Quando lo incontrai, Ethan era freddo e distante. “Vivi come vuoi. Non interferirò”, disse semplicemente. La villa sembrava vuota e gelida.
Quella sera provai ad aiutarlo a coricarsi, ma scivolai e cademmo. Con mio stupore, sentii le sue gambe muoversi sotto le coperte. “I medici dicevano che la fisioterapia avrebbe potuto farmi camminare… ma ho smesso di provarci”, ammise Ethan.
Nei giorni successivi, iniziai a spingerlo fuori sul balcone, incoraggiandolo a sentire il sole e a muovere le gambe.
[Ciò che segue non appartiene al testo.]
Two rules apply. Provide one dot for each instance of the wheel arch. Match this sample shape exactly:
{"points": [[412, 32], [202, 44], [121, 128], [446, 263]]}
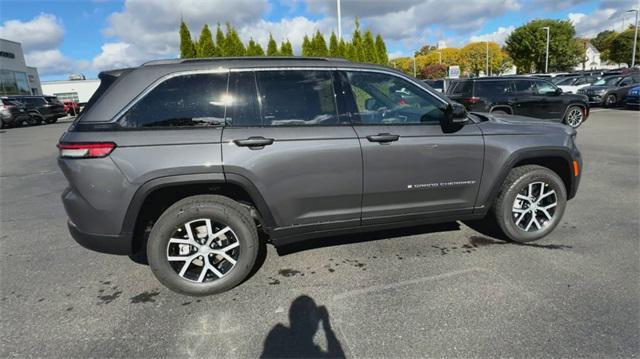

Ogni passo era un piccolo trionfo: cadeva, io lo sorreggevo, fino a quando non tornava a provare. “Non ho paura di cadere,” mi disse una sera, “ma temevo che tu ti arrendessi.”
Quando mia matrigna arrivò con richieste di denaro e imposizioni, Ethan la fermò con fermezza. Per la prima volta, qualcuno mi difendeva per davvero.
Settimane e mesi passarono. Ethan riprese forza e, finalmente, una mattina lo trovai nel giardino: stava camminando da solo. “Hai camminato,” sussurrai. “Sì,” rispose, “ma sei tu che hai guarito il mio cuore.”
Da allora le nostre vite cambiarono. Colazioni insieme, passeggiate tra le rose, sogni condivisi. Una sera ridemmo ricordando la nostra prima notte. “Mi hai portato tu,” disse Ethan. “Ora tocca a me portarti per sempre.”
E io sorrisi, sapendo che non servono gambe forti per andare avanti: bastano cuori coraggiosi che scelgono di stare insieme.